Testing and iterating on your routing

Before you turn on a routing workflow, test it with a few sample records. Create deals with different attribute combinations and verify they route correctly. Check the workflow run history to see which branches fired. This is much easier than debugging after 50 real deals have been misrouted.

After launch, review routing accuracy weekly for the first month. Look for:

  • Deals that were manually reassigned after routing (a sign the logic is wrong)
  • Deals that hit the default/fallback path (a sign your attribute coverage has gaps)
  • Reps with significantly more or fewer deals than expected (a sign your balancing needs work)

What I see teams get wrong

Building complex routing before the data is clean. If your deals don't consistently have a region, deal size, or source filled in, your routing workflow will misfire constantly. Use required attributes or enrichment workflows to ensure the routing attributes are populated before the routing workflow fires.

Too many routing rules. If you have more than three levels of conditions, your routing is too complex. Simplify your territories or team structure instead of adding more branches to the workflow. Complex routing workflows break silently and are painful to update when org changes happen.

Not handling the edge cases. Every routing workflow needs a fallback. What happens when a deal doesn't match any rule? What happens when the assigned rep is on leave? Build these paths explicitly rather than assuming they won't happen.

Routing without follow-through. Assignment is only the first step. The best routing setups I've built also include a task creation action (to prompt the rep to make first contact within a defined SLA) and a stale-deal alert if no activity happens within 48 hours.

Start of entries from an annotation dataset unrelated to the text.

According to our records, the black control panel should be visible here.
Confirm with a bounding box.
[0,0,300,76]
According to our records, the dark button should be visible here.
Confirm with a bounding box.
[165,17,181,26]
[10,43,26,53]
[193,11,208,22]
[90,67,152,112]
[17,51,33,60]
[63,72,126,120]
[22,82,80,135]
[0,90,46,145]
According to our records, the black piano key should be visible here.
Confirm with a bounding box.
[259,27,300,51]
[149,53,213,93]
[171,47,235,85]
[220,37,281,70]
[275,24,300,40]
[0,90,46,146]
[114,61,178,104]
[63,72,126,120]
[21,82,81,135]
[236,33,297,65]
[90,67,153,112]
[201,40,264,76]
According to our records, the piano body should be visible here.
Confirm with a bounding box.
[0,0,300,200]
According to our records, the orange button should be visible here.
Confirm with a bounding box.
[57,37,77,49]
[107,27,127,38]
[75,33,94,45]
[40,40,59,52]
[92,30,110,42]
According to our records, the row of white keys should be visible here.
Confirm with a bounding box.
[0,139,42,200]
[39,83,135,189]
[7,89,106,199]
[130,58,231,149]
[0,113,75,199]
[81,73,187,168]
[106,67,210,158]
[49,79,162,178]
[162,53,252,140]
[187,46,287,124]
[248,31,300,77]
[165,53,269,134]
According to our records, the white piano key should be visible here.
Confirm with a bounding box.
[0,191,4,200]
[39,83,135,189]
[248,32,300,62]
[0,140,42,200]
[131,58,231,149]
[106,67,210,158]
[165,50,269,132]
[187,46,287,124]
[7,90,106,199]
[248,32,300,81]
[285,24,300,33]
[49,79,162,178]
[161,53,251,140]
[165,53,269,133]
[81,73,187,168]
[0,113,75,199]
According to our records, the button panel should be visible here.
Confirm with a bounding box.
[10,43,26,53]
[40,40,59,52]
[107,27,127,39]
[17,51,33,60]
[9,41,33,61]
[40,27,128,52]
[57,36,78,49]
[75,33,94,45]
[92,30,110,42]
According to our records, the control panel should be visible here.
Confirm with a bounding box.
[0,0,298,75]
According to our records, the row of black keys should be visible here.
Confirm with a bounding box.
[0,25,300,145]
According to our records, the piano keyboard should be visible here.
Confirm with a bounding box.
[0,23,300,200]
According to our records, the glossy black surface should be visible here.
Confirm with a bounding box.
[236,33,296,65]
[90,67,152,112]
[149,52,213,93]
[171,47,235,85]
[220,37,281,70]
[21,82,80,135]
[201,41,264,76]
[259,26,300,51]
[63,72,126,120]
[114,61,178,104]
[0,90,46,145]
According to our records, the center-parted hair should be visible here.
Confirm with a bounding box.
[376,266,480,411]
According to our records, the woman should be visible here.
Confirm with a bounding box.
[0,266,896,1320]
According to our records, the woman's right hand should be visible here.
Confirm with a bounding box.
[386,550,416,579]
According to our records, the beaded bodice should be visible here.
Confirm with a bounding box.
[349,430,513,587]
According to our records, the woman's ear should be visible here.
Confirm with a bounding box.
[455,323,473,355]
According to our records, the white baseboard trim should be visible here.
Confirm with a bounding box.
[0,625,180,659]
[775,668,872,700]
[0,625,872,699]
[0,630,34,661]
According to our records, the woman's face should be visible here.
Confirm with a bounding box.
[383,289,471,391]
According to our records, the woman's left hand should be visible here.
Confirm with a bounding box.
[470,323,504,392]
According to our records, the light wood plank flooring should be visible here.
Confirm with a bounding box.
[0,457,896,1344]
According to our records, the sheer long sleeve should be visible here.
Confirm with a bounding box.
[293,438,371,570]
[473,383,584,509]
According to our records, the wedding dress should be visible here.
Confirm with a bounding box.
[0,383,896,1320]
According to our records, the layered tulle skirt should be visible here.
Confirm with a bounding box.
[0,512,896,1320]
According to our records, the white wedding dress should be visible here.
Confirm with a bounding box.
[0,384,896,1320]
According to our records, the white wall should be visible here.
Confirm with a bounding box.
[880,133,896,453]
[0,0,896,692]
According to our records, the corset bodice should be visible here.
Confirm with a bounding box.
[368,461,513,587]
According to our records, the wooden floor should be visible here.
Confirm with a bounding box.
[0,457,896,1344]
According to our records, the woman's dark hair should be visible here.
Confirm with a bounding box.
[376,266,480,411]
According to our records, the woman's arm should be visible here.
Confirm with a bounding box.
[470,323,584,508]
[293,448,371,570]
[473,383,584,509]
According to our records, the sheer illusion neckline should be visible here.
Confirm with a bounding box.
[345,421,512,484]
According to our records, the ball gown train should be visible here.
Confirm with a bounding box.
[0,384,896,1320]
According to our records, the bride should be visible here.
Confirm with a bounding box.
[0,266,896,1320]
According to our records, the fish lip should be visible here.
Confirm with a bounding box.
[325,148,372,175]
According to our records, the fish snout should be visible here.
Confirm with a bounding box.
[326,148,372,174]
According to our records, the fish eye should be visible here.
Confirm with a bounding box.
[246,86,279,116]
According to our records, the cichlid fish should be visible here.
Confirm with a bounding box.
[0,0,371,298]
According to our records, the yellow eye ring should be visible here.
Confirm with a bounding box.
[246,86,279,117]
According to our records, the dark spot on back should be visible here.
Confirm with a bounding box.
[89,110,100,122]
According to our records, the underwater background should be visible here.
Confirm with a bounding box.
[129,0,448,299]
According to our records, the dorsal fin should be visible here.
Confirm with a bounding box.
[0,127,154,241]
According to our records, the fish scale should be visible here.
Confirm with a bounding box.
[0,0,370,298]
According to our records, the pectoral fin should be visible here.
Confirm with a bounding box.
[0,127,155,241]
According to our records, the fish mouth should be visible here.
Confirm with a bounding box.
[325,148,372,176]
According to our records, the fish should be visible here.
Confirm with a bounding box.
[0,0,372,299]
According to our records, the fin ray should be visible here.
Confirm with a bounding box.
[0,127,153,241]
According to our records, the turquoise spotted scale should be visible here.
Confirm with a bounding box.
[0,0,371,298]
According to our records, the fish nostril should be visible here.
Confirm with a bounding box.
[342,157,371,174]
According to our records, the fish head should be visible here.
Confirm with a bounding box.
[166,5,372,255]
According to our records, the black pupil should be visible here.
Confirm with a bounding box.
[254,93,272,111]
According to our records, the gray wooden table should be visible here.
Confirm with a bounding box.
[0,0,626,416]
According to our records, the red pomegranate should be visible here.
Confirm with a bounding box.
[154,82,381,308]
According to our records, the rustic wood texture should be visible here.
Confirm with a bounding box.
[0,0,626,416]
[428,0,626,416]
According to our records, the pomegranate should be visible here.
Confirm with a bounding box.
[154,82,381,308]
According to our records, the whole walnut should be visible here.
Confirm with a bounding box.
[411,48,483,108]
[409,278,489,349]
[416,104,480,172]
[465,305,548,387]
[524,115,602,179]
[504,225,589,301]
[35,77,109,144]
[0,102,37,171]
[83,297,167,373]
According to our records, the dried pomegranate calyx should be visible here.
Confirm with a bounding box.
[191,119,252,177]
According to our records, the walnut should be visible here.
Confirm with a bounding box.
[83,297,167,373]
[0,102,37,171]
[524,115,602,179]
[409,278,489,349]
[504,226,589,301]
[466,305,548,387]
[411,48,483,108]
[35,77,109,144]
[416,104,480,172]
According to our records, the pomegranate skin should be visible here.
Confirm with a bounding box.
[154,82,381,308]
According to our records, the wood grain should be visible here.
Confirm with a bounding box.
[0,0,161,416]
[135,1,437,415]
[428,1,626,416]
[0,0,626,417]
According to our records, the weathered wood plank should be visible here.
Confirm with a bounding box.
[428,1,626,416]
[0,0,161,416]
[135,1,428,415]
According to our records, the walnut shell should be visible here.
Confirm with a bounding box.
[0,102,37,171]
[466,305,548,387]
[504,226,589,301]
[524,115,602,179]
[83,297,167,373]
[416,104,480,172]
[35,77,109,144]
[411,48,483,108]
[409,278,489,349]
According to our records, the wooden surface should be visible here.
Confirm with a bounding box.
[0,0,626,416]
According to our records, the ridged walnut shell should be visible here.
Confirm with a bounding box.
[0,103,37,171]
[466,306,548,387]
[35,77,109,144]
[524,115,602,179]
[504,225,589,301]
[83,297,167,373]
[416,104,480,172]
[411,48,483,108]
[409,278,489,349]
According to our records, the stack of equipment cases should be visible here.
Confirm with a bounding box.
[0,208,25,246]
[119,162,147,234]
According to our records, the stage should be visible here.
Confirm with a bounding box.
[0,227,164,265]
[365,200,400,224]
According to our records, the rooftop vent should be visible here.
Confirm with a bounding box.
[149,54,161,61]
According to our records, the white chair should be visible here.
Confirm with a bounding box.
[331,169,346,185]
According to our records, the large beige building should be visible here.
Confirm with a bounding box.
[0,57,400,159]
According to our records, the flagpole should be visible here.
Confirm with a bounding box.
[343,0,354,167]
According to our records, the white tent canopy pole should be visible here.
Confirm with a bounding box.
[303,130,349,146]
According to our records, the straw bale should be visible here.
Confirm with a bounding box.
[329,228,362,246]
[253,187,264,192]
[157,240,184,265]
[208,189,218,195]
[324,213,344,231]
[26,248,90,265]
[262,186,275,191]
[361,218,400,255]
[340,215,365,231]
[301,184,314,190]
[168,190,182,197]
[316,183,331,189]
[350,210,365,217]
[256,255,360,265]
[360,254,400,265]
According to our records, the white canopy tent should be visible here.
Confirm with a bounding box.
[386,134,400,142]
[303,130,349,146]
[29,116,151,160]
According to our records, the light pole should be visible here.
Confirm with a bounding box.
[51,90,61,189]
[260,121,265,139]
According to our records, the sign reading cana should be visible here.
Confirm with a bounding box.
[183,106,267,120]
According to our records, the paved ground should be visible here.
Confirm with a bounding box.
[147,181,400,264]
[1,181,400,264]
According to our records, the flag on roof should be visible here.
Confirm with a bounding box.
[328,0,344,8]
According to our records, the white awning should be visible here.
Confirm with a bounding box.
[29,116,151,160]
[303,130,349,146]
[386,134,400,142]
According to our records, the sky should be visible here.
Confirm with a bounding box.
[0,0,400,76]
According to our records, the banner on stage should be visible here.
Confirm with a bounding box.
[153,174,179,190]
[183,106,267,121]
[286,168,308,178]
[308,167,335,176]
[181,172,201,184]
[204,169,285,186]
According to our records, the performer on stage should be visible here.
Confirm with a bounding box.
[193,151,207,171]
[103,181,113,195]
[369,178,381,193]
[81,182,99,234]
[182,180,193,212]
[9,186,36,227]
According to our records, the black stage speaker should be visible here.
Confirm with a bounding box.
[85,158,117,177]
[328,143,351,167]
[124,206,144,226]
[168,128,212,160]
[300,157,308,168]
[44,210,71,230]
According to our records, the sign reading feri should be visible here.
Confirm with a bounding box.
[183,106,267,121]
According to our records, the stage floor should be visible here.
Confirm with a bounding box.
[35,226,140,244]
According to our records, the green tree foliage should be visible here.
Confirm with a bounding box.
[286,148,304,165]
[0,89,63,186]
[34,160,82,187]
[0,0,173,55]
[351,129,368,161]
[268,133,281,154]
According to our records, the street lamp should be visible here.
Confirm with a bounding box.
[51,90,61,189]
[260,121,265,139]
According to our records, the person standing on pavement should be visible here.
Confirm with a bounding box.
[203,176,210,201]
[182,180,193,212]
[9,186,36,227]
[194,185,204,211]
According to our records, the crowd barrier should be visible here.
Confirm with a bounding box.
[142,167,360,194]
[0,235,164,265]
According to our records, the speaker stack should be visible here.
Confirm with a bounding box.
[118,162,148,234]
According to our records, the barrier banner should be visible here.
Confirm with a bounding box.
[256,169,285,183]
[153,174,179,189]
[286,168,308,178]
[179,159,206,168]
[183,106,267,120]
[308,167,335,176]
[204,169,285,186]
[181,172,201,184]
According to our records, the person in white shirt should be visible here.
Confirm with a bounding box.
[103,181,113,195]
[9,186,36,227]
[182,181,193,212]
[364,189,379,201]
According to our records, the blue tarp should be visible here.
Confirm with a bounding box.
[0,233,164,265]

The key principle is to keep your routing logic shallow. Two or three conditions max. If you're building a workflow with eight nested branches, that's a sign your deal segmentation needs simplifying, not your automation needs more complexity. For a broader view of how routing fits into your overall CRM motion, see how to build a go-to-market engine in Attio. And if you're pairing routing with lead qualification, setting up lead scoring can help prioritise which routed deals get attention first. For teams scaling past 50 users, routing complexity tends to increase, and I cover strategies for managing that in what your Attio workspace should look like at 50 users.